Better customer service, underwriting, and personalization
AI is being used to speed up workflows for insurance carriers in many aspects of their business. Those NLP functions that can understand text make it possible for insurance teams to feed into the system custom parameters for underwriting, customer preferences, and risk tolerance and have a policy recommendation come out the other side. The more advanced AI models will also build out workflow processes that carrier employees can follow through with in order to complete the underwriting process. With AI driving the business processes, many insurers have seen their employees work more efficiently and the time to resolution for many customer issues shrink accordingly.
Speaking of onboarding, bringing new customers up to speed in a carrier’s system quickly is one of AI’s most dramatically impactful effects for insurers. Whereas the average amount of time onboarding a new customer can traditionally stretch on for as much as ten weeks, utilizing AI platforms can get that number down to just a day or two. AI is used to efficiently collect information on the customer—whether provided by broker, salesperson, or by the customer themselves—and guide employees through verification, screening, and other due diligence processes.
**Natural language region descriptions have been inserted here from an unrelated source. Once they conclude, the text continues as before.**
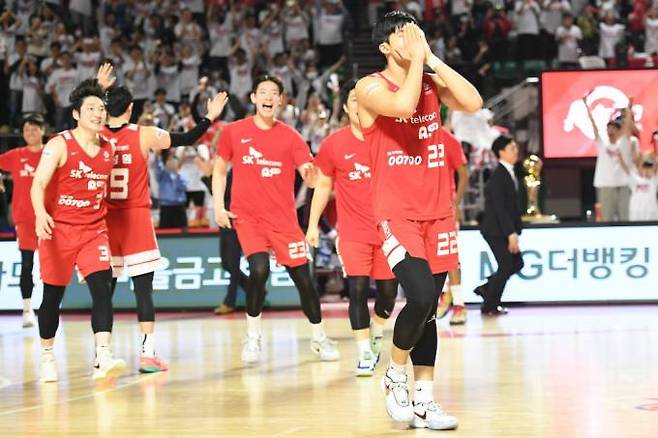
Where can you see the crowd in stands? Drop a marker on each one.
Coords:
(174, 54)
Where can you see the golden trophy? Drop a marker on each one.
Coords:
(533, 165)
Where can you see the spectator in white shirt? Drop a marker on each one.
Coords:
(60, 85)
(190, 71)
(296, 24)
(651, 32)
(611, 33)
(527, 25)
(220, 34)
(89, 58)
(329, 25)
(14, 61)
(81, 14)
(168, 75)
(610, 180)
(240, 69)
(32, 87)
(568, 37)
(137, 74)
(162, 111)
(551, 18)
(188, 32)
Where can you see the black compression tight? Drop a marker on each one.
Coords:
(308, 294)
(49, 310)
(424, 352)
(100, 287)
(26, 283)
(416, 278)
(259, 270)
(358, 308)
(143, 285)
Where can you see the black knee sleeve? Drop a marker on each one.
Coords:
(358, 308)
(143, 285)
(308, 294)
(49, 310)
(415, 276)
(100, 287)
(26, 282)
(259, 270)
(387, 291)
(424, 352)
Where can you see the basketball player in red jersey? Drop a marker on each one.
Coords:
(68, 196)
(265, 153)
(21, 164)
(343, 162)
(456, 162)
(133, 244)
(400, 117)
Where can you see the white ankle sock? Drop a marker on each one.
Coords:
(424, 391)
(397, 372)
(253, 325)
(148, 345)
(457, 296)
(318, 331)
(377, 329)
(364, 346)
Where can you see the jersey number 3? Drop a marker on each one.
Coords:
(119, 183)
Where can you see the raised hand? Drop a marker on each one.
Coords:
(223, 218)
(104, 76)
(216, 105)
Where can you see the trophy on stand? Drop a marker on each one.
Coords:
(533, 165)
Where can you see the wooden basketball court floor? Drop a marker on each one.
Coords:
(581, 371)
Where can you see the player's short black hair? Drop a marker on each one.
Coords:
(389, 24)
(117, 100)
(35, 119)
(267, 78)
(500, 143)
(87, 88)
(345, 91)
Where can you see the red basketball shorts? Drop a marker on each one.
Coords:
(289, 248)
(432, 240)
(84, 246)
(361, 259)
(27, 236)
(133, 244)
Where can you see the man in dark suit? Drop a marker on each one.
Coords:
(501, 224)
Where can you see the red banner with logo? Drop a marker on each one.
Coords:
(567, 131)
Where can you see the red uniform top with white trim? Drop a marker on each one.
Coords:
(129, 180)
(77, 190)
(264, 165)
(346, 159)
(21, 164)
(410, 176)
(455, 156)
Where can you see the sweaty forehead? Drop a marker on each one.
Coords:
(93, 101)
(268, 87)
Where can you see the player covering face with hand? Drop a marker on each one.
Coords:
(343, 164)
(264, 154)
(399, 113)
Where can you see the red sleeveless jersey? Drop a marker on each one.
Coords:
(129, 180)
(410, 175)
(77, 190)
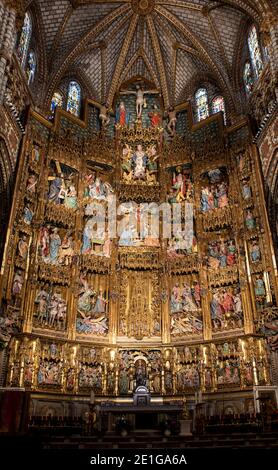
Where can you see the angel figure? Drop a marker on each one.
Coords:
(140, 100)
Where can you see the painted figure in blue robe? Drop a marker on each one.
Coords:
(100, 305)
(250, 221)
(259, 287)
(246, 191)
(139, 162)
(27, 215)
(87, 237)
(127, 236)
(54, 189)
(204, 200)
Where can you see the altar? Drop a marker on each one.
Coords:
(147, 417)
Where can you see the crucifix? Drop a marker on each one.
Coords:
(140, 100)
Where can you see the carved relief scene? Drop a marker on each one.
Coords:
(185, 307)
(137, 182)
(92, 305)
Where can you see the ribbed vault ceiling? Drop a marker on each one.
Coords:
(168, 42)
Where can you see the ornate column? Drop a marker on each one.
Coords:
(10, 11)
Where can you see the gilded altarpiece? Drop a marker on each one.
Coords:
(90, 308)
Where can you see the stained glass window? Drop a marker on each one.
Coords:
(248, 78)
(24, 39)
(56, 101)
(255, 53)
(201, 98)
(218, 104)
(31, 67)
(74, 98)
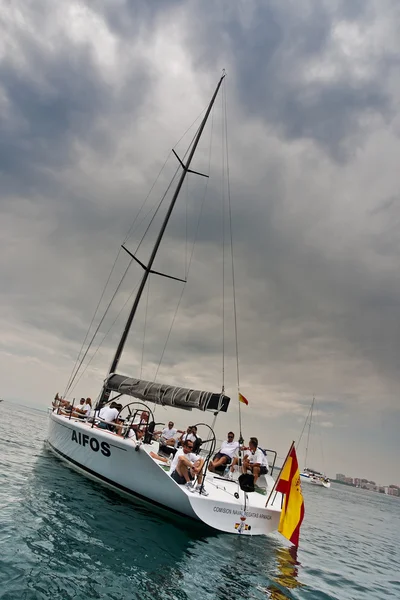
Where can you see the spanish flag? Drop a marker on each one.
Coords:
(243, 399)
(288, 484)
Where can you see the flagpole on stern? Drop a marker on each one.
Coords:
(280, 473)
Ease in maintaining compliance
Regulations are popping up left and right across the US and the broader world around everything from emissions to data security to forced labor prevention. Compliance is an often overlooked risk category, but fortunately for insurers AI’s data-gathering and understanding of context and trends can help with staying on the right side of regulations today and tomorrow. AI can be trained to understand the parameters of a new regulation, analyze a carrier’s data to determine the potential level of risk they’re exposed to (for example, if a new partner being brought on board has a history of noncompliance themselves), and offer recommendations for the changes needed in order to meet requirements.
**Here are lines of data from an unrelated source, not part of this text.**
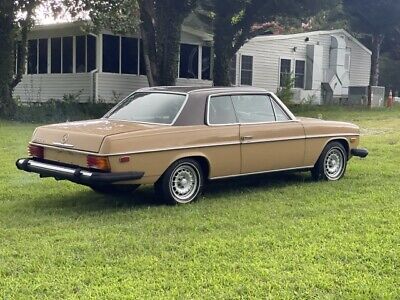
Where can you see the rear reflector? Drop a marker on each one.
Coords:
(36, 151)
(98, 162)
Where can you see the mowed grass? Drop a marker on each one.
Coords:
(275, 236)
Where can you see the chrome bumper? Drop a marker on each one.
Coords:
(77, 175)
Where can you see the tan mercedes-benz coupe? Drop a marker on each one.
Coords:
(177, 138)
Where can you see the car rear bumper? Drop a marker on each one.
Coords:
(363, 153)
(74, 174)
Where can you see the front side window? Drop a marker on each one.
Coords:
(299, 74)
(221, 111)
(156, 108)
(253, 108)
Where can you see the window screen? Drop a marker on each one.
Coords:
(129, 55)
(253, 108)
(56, 55)
(189, 61)
(80, 50)
(221, 111)
(285, 72)
(91, 53)
(247, 70)
(206, 63)
(32, 57)
(110, 53)
(67, 54)
(299, 74)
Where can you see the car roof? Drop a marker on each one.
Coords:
(202, 89)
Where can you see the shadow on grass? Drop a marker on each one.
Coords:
(84, 200)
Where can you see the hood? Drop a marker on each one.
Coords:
(85, 135)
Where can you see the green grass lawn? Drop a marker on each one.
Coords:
(275, 236)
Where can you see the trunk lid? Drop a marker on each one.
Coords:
(85, 135)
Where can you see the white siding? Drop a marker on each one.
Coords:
(43, 87)
(360, 65)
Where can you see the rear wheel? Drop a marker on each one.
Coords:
(109, 189)
(181, 183)
(332, 163)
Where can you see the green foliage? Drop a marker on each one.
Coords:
(264, 237)
(285, 92)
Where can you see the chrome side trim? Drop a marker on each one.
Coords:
(63, 145)
(342, 136)
(262, 172)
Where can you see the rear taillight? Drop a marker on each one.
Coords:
(98, 162)
(36, 151)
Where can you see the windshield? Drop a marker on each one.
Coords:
(160, 108)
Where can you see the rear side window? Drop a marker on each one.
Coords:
(221, 111)
(253, 108)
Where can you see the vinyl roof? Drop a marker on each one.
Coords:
(200, 89)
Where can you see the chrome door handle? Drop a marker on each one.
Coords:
(246, 138)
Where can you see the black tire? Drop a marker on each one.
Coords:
(108, 189)
(332, 163)
(181, 183)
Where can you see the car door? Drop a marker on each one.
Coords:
(270, 138)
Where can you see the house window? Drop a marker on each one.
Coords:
(189, 61)
(111, 53)
(67, 54)
(206, 63)
(80, 52)
(129, 55)
(247, 70)
(32, 56)
(142, 64)
(56, 55)
(43, 56)
(299, 74)
(91, 53)
(232, 71)
(285, 72)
More AI innovation on the horizon
Unsurprisingly, given the intense amount of attention ChatGPT and similar models have received in the past year, generative AI applications are being brainstormed across many industries; insurance is no exception. Industry leaders expect that insurers will be able to customize and speed up underwriting and claims-assistance services using chatbots and generative AI that knows the customer and broader context inside and out, thanks to having access to (and being trained on) the carrier’s own data.
There’s also going to be an uptick in autonomous vehicles on the road, both personally owned and taxi-like services. Again, this is specific to auto insurers, although automation in other fields like manufacturing and construction is also set to increase. If automated vehicles proliferate as some analysts predict and the technology is as effective as we hope, there might be considerably fewer accidents on the road. As a result, we could be looking at a broader change in the auto insurance landscape, according to McKinsey.
AI might also have a major hand in helping property insurers account for the effects of climate risk during the underwriting process. This would help carriers adapt to a changing world faster and risk fewer losses due to otherwise unforeseen changes, particularly in the real estate space.
In summation, AI’s already more ingrained in the insurance industry’s day-to-day than most people realize, and the early adopters of the technology are already starting to reap the benefits. But much more is to come, and some of the most exciting AI applications in the industry are just now beginning to come to light.